Это значит: «О, да! Закон и порядок! Иногда мне кажется, что от них-то и идет все зло на земле». И это именно та сторона миросозерцания Ибсена, которая по внешности сближает его с анархистами.
Мораль ставит себе целью усовершенствование отдельных лиц. Но ее предписания сами коренятся в почве политики, понимая под этим всю совокупность общественных отношений. Человек есть нравственное существо только потому, что он есть, по выражению Аристотеля, существо политическое.
Робинзону на его необитаемом острове не было нужды в нравственности. Если мораль забывает об этом и не умеет построить мост, который вел бы от нее в область политики, то она попадает в целый ряд противоречий.
Индивидуумы совершенствуют себя, освобождают свой дух и очищают свою волю. Это превосходно. Но их усовершенствование или ведет к изменению взаимных отношений людей в обществе, и тогда мораль переходит в политику, или же оно не касается этих отношений, и тогда мораль скоро начинает топтаться на одном месте; тогда нравственное самоусовершенствование отдельных лиц оказывается само себе целью, т. е. утрачивает всякую практическую цель, и тогда усовершенствованные индивидуумы в своих сношениях с другими людьми уже не имеют надобности справляться с моралью. А это значит, что мораль уничтожает тогда сама себя.
Это и случилось с моралью Ибсена. Он твердит: будь самим собою; в этом высший закон, нет греха более тяжкого, чем грех против этого закона. Но ведь и развратный камергер Альвинг в «Призраках» был самим собою; однако из этого ничего, кроме гнусностей, не вышло. Правда, заповедь «будь самим собою» относится, как мы уже знаем, только к «героям», а не к «толпе». Но мораль героев также должна иметь какие-нибудь правила, а их мы у Ибсена не находим. Он говорит: «Дело не в том, чтобы хотеть того или другого, а в том, чтобы хотеть того, что человек безусловно должен сделать именно потому, что он остается самим собой и не может иначе. Все прочее ведет, только ко лжи». Но беда в том, что и это ведет к самой очевидной лжи.

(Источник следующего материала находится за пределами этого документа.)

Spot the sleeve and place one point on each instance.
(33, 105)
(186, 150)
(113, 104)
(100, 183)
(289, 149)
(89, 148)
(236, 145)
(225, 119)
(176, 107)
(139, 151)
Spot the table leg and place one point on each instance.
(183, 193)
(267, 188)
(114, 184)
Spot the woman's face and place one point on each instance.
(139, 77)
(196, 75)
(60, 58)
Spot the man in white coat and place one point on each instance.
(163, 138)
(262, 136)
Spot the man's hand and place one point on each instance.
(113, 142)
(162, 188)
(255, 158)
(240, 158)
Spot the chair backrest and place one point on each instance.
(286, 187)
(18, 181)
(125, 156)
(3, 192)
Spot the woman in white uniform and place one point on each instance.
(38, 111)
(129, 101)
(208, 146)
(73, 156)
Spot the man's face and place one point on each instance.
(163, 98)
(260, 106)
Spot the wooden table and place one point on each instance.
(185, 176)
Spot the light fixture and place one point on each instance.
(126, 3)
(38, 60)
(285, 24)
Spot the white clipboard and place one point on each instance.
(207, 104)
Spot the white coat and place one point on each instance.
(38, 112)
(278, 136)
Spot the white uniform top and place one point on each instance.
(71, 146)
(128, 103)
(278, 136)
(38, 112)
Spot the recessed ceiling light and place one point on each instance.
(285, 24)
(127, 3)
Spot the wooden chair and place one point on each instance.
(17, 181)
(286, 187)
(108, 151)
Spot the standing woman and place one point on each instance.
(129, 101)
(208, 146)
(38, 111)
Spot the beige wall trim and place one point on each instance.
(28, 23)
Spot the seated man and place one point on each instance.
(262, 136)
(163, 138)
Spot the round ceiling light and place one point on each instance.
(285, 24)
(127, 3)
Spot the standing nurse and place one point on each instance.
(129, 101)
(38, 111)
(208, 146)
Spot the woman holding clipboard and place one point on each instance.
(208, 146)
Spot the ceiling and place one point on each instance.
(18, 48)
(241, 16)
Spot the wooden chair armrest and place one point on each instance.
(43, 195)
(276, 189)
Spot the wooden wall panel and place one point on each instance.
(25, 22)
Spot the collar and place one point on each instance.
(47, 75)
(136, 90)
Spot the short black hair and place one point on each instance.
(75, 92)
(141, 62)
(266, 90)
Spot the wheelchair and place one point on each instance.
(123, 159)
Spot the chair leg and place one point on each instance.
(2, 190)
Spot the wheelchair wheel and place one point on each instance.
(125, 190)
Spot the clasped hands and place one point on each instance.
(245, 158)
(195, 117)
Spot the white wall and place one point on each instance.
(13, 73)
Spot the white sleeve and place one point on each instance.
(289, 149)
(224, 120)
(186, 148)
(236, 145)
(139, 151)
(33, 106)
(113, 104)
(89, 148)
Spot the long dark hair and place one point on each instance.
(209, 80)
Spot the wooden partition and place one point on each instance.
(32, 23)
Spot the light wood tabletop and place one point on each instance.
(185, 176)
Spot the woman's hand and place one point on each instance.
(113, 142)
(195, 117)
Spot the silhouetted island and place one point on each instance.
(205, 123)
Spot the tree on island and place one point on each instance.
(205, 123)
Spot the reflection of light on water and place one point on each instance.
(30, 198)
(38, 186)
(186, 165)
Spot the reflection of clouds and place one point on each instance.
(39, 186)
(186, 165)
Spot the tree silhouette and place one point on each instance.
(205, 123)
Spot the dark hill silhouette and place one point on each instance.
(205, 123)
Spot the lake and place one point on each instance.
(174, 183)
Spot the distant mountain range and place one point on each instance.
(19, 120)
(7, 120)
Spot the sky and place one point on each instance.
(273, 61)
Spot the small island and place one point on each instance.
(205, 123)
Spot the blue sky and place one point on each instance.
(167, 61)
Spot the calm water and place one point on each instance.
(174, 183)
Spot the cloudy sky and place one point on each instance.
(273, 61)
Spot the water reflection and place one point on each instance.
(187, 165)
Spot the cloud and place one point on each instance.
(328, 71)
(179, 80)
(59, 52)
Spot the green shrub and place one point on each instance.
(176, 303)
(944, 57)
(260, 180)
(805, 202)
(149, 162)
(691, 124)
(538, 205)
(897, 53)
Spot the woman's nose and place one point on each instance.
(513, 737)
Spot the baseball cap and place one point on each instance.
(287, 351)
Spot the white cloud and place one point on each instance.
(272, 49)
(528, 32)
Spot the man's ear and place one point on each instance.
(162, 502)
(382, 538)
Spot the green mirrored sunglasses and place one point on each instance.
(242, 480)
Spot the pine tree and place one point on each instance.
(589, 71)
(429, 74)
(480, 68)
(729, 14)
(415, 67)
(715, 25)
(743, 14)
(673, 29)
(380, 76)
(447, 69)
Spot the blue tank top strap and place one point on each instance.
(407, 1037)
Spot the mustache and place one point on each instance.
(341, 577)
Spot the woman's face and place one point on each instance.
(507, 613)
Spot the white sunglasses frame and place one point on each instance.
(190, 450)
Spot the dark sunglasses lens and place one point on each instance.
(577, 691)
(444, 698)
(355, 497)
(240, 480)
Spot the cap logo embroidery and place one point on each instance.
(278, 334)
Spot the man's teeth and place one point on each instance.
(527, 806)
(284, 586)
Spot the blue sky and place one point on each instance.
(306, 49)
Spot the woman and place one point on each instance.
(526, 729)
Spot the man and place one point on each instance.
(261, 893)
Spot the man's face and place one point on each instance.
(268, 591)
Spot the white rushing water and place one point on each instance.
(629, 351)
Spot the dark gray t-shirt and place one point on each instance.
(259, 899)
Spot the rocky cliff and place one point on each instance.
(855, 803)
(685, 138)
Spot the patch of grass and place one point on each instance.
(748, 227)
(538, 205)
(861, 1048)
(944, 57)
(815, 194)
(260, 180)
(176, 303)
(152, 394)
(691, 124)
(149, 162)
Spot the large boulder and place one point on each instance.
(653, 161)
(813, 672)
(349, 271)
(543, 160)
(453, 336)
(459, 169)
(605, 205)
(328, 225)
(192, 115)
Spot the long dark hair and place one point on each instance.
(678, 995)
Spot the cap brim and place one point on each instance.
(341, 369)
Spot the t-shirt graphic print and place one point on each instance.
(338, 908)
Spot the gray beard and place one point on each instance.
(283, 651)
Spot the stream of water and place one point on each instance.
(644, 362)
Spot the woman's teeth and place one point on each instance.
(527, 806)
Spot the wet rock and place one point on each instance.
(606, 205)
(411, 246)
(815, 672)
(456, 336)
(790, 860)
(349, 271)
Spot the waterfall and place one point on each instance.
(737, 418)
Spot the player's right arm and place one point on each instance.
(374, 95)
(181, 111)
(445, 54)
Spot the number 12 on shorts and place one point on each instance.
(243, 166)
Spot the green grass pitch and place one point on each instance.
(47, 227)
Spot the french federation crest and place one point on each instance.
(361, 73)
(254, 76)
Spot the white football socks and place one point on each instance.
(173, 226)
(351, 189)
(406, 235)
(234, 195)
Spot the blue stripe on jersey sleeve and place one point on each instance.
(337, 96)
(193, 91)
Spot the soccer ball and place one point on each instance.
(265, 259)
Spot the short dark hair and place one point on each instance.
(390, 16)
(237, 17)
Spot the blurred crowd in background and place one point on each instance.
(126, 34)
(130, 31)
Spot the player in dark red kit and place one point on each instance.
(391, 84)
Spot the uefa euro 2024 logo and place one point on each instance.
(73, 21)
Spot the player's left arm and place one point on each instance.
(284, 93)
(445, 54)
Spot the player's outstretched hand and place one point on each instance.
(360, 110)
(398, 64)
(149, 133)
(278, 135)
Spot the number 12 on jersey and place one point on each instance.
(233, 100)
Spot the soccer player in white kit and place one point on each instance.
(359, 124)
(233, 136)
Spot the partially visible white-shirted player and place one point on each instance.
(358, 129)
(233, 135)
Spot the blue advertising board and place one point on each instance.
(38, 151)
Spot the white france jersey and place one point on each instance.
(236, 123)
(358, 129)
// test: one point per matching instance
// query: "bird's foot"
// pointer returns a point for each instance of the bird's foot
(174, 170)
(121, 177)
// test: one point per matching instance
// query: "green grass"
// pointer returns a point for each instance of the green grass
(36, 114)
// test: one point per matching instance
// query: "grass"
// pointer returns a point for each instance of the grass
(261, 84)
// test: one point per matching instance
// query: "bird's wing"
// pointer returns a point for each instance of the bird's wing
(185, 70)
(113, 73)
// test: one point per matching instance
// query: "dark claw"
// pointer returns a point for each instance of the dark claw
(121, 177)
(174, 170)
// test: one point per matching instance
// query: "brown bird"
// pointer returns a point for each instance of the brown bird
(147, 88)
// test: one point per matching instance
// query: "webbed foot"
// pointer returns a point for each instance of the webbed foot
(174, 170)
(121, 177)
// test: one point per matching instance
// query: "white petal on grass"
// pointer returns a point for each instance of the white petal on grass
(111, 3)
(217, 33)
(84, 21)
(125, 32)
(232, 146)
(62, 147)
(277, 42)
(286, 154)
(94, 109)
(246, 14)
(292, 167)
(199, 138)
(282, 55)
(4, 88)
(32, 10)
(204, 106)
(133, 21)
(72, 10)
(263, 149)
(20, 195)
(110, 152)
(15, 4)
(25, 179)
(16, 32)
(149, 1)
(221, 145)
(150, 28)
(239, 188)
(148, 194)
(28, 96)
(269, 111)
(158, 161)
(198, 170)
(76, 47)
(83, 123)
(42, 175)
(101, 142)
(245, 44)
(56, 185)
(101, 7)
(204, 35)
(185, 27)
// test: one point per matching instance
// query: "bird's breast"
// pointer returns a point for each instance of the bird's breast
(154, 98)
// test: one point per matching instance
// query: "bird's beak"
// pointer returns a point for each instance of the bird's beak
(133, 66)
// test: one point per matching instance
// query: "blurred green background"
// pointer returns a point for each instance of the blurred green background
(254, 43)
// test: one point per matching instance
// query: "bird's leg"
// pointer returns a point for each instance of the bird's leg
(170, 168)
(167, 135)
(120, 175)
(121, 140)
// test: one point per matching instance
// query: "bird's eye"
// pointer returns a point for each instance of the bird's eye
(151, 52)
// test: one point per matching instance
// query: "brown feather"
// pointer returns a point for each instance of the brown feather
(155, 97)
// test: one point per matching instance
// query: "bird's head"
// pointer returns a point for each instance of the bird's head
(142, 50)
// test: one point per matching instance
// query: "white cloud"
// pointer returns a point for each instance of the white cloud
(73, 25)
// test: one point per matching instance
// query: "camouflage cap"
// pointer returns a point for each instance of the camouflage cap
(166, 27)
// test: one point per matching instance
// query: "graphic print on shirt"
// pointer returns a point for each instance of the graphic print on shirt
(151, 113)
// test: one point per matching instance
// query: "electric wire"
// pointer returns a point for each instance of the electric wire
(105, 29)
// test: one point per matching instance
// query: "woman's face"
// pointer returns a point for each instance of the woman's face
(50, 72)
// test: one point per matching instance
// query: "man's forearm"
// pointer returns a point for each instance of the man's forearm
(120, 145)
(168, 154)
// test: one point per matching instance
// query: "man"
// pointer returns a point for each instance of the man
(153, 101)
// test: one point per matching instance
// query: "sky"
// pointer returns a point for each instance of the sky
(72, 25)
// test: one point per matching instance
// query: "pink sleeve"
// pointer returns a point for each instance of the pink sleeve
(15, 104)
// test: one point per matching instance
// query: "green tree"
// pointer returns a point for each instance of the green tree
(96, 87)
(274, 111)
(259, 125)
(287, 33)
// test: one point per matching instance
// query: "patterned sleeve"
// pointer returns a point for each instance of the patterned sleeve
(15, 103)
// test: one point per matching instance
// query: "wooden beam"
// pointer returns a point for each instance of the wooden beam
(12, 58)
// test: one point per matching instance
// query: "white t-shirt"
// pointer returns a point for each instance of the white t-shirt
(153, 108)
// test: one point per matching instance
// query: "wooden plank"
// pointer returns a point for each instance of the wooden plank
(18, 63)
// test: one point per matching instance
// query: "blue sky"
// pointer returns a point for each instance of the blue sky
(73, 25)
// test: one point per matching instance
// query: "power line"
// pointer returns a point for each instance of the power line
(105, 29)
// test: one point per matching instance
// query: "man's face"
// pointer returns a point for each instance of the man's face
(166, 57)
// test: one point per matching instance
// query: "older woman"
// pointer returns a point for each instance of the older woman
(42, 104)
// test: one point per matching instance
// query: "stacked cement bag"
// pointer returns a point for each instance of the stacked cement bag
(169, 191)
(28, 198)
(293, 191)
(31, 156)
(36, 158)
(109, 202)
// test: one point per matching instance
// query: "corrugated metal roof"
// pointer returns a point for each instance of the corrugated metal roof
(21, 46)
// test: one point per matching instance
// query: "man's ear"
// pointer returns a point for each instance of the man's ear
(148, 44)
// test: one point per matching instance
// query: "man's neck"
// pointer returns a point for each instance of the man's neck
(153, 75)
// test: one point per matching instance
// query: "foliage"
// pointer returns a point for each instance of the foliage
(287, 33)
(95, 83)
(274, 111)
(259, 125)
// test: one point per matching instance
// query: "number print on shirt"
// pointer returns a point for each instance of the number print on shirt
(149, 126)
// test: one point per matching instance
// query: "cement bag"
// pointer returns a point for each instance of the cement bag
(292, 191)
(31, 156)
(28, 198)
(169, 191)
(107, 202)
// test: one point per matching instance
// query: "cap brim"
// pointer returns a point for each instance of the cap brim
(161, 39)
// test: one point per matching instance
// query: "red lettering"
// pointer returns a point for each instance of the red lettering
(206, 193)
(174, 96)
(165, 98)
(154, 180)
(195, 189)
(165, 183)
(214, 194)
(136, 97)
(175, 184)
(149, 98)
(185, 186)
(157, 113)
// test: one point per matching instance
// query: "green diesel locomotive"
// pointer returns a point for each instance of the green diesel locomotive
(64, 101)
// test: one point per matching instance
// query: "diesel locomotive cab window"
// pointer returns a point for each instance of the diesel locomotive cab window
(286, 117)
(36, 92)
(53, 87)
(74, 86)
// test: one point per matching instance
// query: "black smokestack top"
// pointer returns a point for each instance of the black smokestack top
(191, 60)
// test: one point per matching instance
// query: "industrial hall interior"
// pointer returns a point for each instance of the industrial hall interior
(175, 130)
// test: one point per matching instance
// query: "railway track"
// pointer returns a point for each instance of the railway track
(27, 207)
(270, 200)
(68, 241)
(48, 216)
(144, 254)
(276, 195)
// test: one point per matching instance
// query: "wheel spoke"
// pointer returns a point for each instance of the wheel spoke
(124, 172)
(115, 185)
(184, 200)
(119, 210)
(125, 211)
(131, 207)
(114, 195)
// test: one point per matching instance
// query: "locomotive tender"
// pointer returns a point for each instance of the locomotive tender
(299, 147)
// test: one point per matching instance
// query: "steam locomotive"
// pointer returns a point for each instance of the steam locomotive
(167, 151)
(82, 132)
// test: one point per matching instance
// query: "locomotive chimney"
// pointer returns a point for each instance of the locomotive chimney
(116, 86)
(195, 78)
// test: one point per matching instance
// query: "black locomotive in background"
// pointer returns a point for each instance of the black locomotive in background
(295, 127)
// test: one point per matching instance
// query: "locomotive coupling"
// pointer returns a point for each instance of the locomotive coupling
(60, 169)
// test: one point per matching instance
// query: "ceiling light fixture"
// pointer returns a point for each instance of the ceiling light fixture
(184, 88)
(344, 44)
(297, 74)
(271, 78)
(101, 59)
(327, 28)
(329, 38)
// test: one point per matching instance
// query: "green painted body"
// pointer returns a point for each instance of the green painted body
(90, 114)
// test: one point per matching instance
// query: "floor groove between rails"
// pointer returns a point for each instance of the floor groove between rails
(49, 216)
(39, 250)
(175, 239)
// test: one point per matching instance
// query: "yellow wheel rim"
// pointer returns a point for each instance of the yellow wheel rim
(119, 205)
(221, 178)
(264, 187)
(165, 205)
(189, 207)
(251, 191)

Весь, неразрешимый, с точки зрении Ибсена, вопрос состоит в том, чего именно данный человек должен хотеть, «оставаясь самим собою». Критерий долженствования заключается не в том, безусловно оно или нет, а в том, куда оно направляется. Всегда оставаться самим собою, не справляясь с интересами других, мог бы только Робинзон на своем острове, да и то лишь до появления Пятницы. Те законы, на которые указывает пастор Мандерс в разговоре с фру Альвинг, действительно представляют собою пустую условность. Но фру Альвинг, т. е. сам Ибсен, жестоко ошибается, воображая, что всякий закон есть не более как пустая и вредная условность. Так, например, закон, ограничивающий эксплуатацию наемного труда капиталом, не вреден, а очень полезен, и мало ли может быть подобных законов? Допустим, что герою все позволено, хотя, разумеется, может быть допущено лишь с самыми существенными оговорками. Но кто же «герой»? Тот, кто служит интересам общего, развитию человечества, – отвечает за Ибсена Вильгельм Ганс[24]. Очень хорошо. Но, говоря это, мы выходим за пределы морали, покидаем точку зрения индивидуума и становимся на точку зрения общества, на точку зрения политики.